Once the ecosystem in Kaohsiung is up and running, Liu said, Indonesia will likely become the location of Foxconn's first overseas battery plant. It has partnered with e-scooter company Gogoro, the Indonesian government and local businesses to codevelop electric vehicles and battery-swapping technologies.

In Kaohsiung, trial production of the lithium iron phosphate batteries -- the same type of battery that China's battery king Contemporary Amperex Technology Ltd. makes -- is scheduled to begin in the first quarter of 2024 with a planned capacity of 1.27 gigawatt hours. The batteries will be first used in domestic electric buses, electric passenger vehicles and energy storage systems. Foxconn's battery-related investments in the city, which will include a research and development center, will reach as much as 6 billion New Taiwan dollars ($202 million), Liu said.

The new facility is part of Foxconn's plan for building an EV ecosystem in Kaohsiung, where the company is also setting up facilities for electric bus assembly and energy storage systems. Foxconn aims to use its experience in the city as a starting point for building up similar production bases overseas.

Developing and manufacturing its own batteries is part of Foxconn's effort to secure sources of crucial EV parts amid a global chip and component shortage.
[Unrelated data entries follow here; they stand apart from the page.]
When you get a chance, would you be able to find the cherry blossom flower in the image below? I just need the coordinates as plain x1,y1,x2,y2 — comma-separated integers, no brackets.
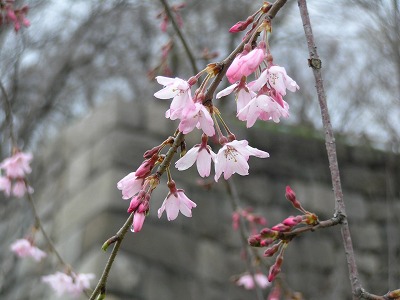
251,66,299,96
175,139,216,177
42,272,95,297
237,94,289,128
10,239,47,261
268,66,299,96
0,152,33,179
214,140,269,181
117,172,144,200
131,211,146,232
12,179,34,198
236,273,271,290
158,180,197,221
216,77,257,113
179,103,215,136
0,176,11,197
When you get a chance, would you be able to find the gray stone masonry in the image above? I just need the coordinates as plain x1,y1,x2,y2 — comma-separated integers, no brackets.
0,101,400,300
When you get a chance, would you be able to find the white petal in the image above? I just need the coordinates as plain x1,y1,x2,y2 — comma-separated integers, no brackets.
175,146,199,171
196,149,211,177
215,83,239,99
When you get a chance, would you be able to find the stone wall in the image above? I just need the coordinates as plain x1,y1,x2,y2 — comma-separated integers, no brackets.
0,98,400,300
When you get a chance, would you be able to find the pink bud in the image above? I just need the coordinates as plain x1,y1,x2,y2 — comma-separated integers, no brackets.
160,16,168,32
229,16,254,33
137,201,150,213
264,243,281,257
285,186,303,210
260,228,278,238
131,212,146,232
229,21,249,33
135,153,158,178
143,145,161,159
260,238,275,247
282,216,303,227
232,211,240,230
268,255,283,282
247,234,261,247
285,185,296,202
6,6,18,22
271,223,291,232
128,195,142,213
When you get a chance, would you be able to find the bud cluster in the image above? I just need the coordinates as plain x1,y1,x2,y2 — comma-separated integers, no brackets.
0,0,30,32
248,186,319,281
232,207,267,233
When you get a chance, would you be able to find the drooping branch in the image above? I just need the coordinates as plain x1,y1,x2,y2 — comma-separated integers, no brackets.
298,0,398,300
90,0,286,300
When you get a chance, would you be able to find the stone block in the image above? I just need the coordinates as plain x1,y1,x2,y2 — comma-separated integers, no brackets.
145,100,175,138
143,265,195,300
123,220,198,273
343,192,368,222
195,239,236,281
55,169,126,235
290,181,335,219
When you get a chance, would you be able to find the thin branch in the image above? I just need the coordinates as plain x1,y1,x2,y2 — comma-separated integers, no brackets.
90,0,286,300
298,0,379,299
225,180,264,300
160,0,199,74
0,81,17,147
89,213,134,300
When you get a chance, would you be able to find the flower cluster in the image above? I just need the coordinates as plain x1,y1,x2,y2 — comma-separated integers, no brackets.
117,3,299,232
248,186,319,281
0,152,33,198
42,272,95,297
10,239,47,261
0,0,30,32
216,19,299,128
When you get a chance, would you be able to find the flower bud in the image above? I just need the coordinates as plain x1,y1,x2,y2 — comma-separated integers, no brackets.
128,195,143,213
247,234,261,247
260,228,278,238
271,223,292,232
285,186,303,210
282,216,303,227
131,211,146,232
137,201,150,213
260,238,275,247
268,255,283,282
143,145,161,159
264,243,281,257
135,153,158,178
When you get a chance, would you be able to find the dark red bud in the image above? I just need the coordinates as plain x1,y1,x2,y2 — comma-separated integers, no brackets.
247,234,261,247
271,223,292,232
260,228,278,238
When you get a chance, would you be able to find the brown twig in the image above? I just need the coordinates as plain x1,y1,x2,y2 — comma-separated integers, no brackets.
89,213,134,300
298,0,395,300
225,180,264,300
0,81,17,148
160,0,199,74
90,0,286,300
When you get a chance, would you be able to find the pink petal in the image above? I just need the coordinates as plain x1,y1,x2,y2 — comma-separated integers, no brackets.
175,146,199,171
215,82,239,99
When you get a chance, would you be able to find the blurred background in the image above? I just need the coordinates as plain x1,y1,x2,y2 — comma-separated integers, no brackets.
0,0,400,299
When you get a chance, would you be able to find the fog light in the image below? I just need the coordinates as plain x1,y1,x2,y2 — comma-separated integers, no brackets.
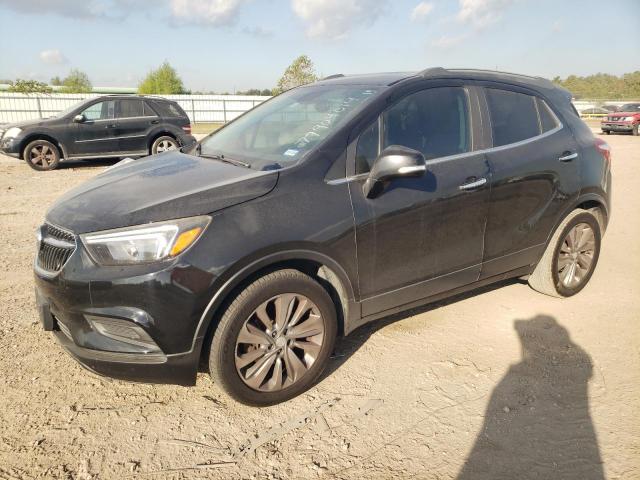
85,315,161,353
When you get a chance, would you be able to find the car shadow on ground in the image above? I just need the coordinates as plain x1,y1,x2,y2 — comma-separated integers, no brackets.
57,158,122,170
323,294,605,480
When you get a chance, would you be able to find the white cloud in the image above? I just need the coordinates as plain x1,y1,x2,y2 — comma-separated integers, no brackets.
411,2,433,22
458,0,514,28
291,0,386,39
171,0,243,26
40,49,67,65
431,35,468,49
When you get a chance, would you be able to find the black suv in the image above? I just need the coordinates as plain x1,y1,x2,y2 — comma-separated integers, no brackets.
35,69,611,405
0,95,195,170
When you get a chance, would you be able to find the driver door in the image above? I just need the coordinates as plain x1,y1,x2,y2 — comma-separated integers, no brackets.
71,100,119,156
349,87,490,316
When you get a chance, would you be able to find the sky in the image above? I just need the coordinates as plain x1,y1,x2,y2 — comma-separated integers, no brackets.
0,0,640,92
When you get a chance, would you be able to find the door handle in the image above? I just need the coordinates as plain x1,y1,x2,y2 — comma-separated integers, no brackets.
458,178,487,190
558,152,578,162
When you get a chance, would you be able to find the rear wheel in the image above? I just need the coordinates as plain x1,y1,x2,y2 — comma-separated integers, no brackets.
529,210,601,297
22,140,60,172
151,135,178,155
209,270,337,406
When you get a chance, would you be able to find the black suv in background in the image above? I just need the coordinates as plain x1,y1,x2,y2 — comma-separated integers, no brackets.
35,68,611,405
0,95,195,170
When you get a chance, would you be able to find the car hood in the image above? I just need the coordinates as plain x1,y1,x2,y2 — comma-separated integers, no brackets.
46,152,278,233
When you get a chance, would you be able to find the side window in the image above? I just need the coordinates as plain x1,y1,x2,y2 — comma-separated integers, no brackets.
536,98,558,133
81,100,116,120
356,118,380,175
118,98,144,118
486,88,540,147
382,87,471,160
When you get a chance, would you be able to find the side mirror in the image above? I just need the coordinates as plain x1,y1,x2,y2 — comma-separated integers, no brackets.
362,145,427,198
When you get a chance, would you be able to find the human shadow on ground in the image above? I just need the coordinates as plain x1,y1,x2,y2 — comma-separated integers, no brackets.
457,315,605,480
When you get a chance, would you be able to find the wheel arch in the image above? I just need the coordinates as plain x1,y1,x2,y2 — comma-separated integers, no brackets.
545,192,609,248
192,250,359,364
19,132,67,160
147,128,179,153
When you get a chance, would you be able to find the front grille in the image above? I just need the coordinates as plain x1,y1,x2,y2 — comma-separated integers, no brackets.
37,223,76,273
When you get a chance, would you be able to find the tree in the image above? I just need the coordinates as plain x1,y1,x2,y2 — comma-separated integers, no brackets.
9,78,53,94
138,62,185,95
552,71,640,100
272,55,318,95
61,68,93,93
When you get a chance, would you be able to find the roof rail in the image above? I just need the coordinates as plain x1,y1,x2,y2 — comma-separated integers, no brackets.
320,73,344,80
418,67,450,77
451,68,548,81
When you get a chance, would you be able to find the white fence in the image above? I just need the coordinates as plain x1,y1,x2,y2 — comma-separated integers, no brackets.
0,92,270,123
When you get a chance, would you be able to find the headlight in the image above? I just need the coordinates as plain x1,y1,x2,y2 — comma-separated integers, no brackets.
80,216,211,265
2,127,22,138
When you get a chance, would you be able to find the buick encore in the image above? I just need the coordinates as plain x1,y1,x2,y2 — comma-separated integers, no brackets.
35,68,611,405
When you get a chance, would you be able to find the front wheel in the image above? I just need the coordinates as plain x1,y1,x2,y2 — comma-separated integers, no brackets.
529,210,601,297
209,270,337,406
22,140,60,172
151,135,178,155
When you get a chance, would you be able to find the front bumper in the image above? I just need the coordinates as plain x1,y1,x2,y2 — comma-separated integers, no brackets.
600,122,633,132
35,232,211,385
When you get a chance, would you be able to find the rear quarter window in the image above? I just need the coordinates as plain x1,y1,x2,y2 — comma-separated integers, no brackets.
486,88,540,147
149,100,187,117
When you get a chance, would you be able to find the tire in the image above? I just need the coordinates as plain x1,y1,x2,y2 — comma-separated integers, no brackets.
22,140,60,172
209,270,337,406
151,135,180,155
528,209,602,297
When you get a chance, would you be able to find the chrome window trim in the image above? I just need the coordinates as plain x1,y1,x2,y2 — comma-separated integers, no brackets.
75,135,146,143
116,115,160,120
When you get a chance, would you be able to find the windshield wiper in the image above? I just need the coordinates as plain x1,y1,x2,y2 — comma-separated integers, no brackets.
199,152,251,168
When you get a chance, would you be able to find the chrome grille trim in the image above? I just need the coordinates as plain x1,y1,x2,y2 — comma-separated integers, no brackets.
36,223,76,273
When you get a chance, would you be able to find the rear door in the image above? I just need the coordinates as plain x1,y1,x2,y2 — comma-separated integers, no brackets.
481,86,580,278
69,100,119,156
349,86,490,316
117,98,160,153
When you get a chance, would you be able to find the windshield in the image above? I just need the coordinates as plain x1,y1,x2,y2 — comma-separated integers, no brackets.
200,85,379,170
618,103,640,112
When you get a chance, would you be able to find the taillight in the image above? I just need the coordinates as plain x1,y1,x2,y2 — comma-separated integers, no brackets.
596,138,611,165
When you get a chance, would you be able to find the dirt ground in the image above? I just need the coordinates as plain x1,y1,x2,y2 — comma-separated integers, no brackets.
0,132,640,479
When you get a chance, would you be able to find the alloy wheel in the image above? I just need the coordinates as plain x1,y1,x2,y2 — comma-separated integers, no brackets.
235,293,325,392
156,139,178,153
557,223,596,288
29,144,56,168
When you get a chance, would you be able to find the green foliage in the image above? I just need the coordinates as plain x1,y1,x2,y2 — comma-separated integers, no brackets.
138,62,185,95
272,55,318,95
236,88,271,96
9,78,53,93
61,68,93,93
553,71,640,100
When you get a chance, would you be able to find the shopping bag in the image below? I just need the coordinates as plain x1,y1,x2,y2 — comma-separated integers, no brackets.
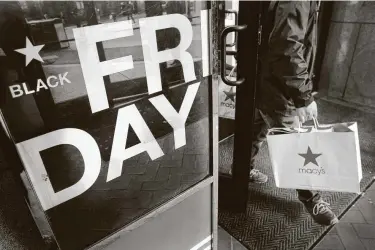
219,66,237,120
267,119,362,193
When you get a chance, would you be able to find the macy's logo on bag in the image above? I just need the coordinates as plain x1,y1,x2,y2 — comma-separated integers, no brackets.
298,147,326,175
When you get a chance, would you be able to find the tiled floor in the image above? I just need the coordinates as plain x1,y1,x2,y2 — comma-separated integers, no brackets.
314,184,375,250
218,183,375,250
218,227,250,250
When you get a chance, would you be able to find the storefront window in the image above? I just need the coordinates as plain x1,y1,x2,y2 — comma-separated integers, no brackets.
0,1,211,249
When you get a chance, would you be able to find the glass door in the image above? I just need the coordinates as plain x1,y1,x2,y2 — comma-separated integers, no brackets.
0,1,218,250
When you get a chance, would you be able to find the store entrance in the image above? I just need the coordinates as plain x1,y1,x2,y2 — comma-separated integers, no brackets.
0,1,220,250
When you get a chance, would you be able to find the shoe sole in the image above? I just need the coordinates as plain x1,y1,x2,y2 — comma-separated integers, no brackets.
329,218,339,226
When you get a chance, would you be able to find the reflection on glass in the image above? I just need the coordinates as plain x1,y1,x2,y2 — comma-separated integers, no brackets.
0,1,210,249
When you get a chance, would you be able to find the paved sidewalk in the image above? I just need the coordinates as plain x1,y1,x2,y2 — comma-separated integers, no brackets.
314,183,375,250
218,227,246,250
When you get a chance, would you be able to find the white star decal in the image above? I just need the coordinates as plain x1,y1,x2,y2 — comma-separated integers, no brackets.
15,37,44,66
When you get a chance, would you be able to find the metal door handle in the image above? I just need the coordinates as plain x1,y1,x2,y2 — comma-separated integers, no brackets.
224,10,238,47
220,25,247,86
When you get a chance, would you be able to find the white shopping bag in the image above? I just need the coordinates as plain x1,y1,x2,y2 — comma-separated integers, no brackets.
267,119,362,193
219,66,237,120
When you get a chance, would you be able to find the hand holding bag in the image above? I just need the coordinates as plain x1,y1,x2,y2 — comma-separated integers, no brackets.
267,120,362,193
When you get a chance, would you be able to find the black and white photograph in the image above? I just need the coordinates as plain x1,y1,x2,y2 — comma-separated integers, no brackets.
0,0,375,250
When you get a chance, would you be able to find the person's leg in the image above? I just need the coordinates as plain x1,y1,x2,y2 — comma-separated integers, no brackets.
272,110,338,225
229,109,268,183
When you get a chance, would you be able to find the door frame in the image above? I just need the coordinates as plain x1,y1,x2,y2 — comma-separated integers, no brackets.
231,1,265,212
3,1,224,250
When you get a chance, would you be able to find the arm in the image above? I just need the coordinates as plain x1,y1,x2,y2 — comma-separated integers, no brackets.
269,1,313,108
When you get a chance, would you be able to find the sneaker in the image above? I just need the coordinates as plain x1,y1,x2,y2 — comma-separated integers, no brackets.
229,168,268,184
300,194,339,226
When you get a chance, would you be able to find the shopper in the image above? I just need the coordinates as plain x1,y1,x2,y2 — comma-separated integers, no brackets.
239,1,338,225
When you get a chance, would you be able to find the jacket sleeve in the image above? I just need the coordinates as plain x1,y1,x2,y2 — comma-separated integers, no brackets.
268,1,313,108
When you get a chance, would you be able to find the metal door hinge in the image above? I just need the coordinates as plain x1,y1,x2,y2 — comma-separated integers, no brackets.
258,25,262,45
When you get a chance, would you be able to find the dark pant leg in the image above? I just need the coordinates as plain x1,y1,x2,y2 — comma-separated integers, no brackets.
269,112,314,201
250,109,268,170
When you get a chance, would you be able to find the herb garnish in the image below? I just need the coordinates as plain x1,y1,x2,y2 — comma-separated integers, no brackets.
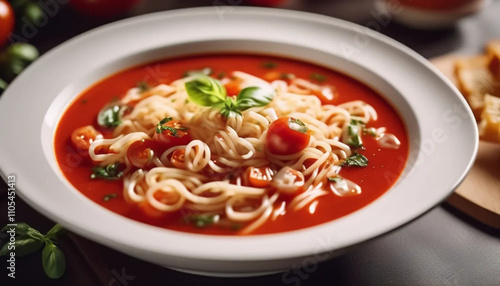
90,162,123,180
97,104,124,128
343,119,364,148
261,62,278,69
288,117,309,134
309,73,326,82
340,153,368,167
183,67,213,77
102,193,118,202
185,76,275,118
156,117,188,137
0,222,66,279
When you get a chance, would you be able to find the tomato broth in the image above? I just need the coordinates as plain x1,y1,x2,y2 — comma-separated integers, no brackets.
54,54,408,235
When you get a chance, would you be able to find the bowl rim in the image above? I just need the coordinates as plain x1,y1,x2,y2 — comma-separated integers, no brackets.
0,7,478,266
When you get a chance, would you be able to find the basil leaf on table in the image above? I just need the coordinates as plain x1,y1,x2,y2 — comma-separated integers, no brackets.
0,235,43,257
0,222,31,235
42,243,66,279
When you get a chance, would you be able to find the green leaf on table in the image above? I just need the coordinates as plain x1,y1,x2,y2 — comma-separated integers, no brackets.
0,234,43,257
42,243,66,279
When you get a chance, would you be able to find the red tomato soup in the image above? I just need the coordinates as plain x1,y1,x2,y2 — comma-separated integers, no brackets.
54,54,408,235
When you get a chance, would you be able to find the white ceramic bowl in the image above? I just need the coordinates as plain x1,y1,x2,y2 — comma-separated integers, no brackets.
0,7,478,275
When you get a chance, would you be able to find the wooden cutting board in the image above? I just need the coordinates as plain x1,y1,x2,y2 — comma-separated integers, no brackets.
431,55,500,229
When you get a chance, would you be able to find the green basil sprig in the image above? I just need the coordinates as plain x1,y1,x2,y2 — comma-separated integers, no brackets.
185,75,275,118
340,153,368,167
0,222,66,279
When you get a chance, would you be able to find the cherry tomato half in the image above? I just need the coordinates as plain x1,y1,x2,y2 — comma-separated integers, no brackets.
170,149,186,169
266,117,311,155
71,125,102,151
0,0,15,47
153,120,192,148
127,140,161,169
70,0,141,18
245,167,273,188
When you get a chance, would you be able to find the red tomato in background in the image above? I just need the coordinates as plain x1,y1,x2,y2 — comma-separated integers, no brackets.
246,0,287,7
266,117,311,155
0,0,15,47
70,0,141,18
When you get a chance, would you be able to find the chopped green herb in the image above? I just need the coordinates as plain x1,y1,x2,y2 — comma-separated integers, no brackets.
185,76,275,118
280,73,295,80
288,117,309,134
137,81,151,92
189,214,219,228
97,104,125,128
217,72,226,79
183,67,213,77
156,117,188,137
102,193,118,202
261,62,278,69
90,162,123,180
341,153,368,167
309,73,326,82
344,120,364,148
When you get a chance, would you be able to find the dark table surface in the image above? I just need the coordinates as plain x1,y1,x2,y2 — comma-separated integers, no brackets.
0,0,500,286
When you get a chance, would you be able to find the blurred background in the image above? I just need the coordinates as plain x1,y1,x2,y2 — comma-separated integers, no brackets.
0,0,500,286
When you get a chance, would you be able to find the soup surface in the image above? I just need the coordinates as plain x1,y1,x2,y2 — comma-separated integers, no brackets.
54,54,408,235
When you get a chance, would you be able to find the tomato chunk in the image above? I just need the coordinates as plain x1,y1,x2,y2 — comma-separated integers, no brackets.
71,125,102,151
266,117,311,155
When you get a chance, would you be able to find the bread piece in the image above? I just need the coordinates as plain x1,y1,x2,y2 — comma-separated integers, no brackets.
455,56,500,121
479,94,500,142
486,40,500,77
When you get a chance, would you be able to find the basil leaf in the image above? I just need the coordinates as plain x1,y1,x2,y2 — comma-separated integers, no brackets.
344,120,364,148
97,104,122,128
341,153,368,167
45,224,66,239
189,214,219,228
0,222,31,235
26,227,45,241
183,67,213,77
0,234,43,257
42,243,66,279
236,86,275,111
288,117,309,134
90,162,123,180
185,76,227,107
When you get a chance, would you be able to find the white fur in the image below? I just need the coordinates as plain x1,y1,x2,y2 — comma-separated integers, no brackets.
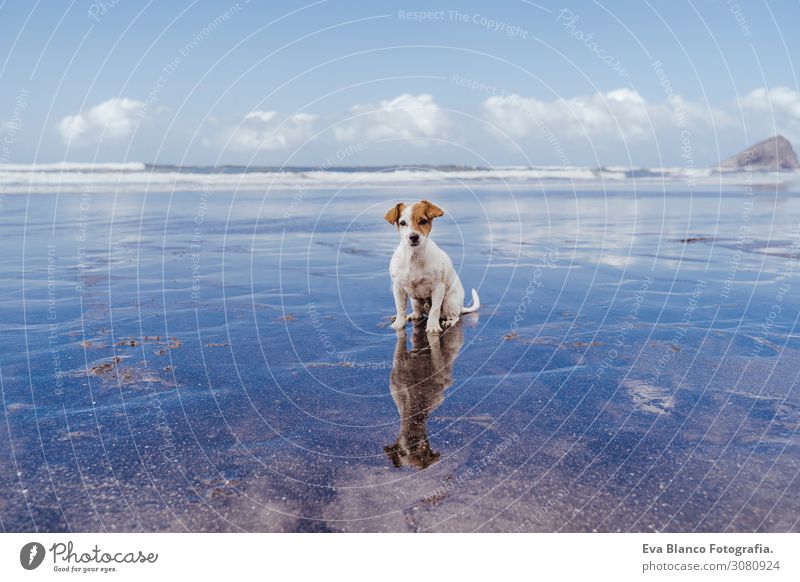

The iPhone assembler has already stepped up its efforts in automotive semiconductors, including acquiring a chip plant in the northern Taiwanese city of Hsinchu and announcing plans to build chip facilities in India and Malaysia.

Foxconn's foray into the EV battery market comes as global players like Samsung SDI and LG Chem of South Korea, Panasonic of Japan, and China's CATL are already fighting for control of this key component.

Building up its battery capabilities will be a critical test as Foxconn tries to cement its presence in the industry. Since it is new to mass producing batteries, Foxconn lacks the broad client base and deep engagements with global automobile makers that its competitors have, industry watchers note.

Taiwan currently does not have a scalable battery cell cluster, but the tech-oriented island has been stepping up its efforts to build a battery supply chain. Apart from Foxconn, Taiwan Cement is building its first battery cell plant in Kaohsiung, while conglomerate Formosa Plastics Group formed a company to gear up its development of batteries and energy storage systems.

Major economies like the U.S. and Europe are attaching more importance to EV batteries amid the unprecedented chip and component crunch, which includes constrained supplies for batteries. A supply chain review by Washington last June said localizing the battery supply chain would be crucial to the development of America's EV industry. Also last year, the EU approved the 2.9 billion-euro ($3 billion) European Battery Innovation fund to increase "strategic autonomy in a sector vital for Europe's green transition and long-term resilience."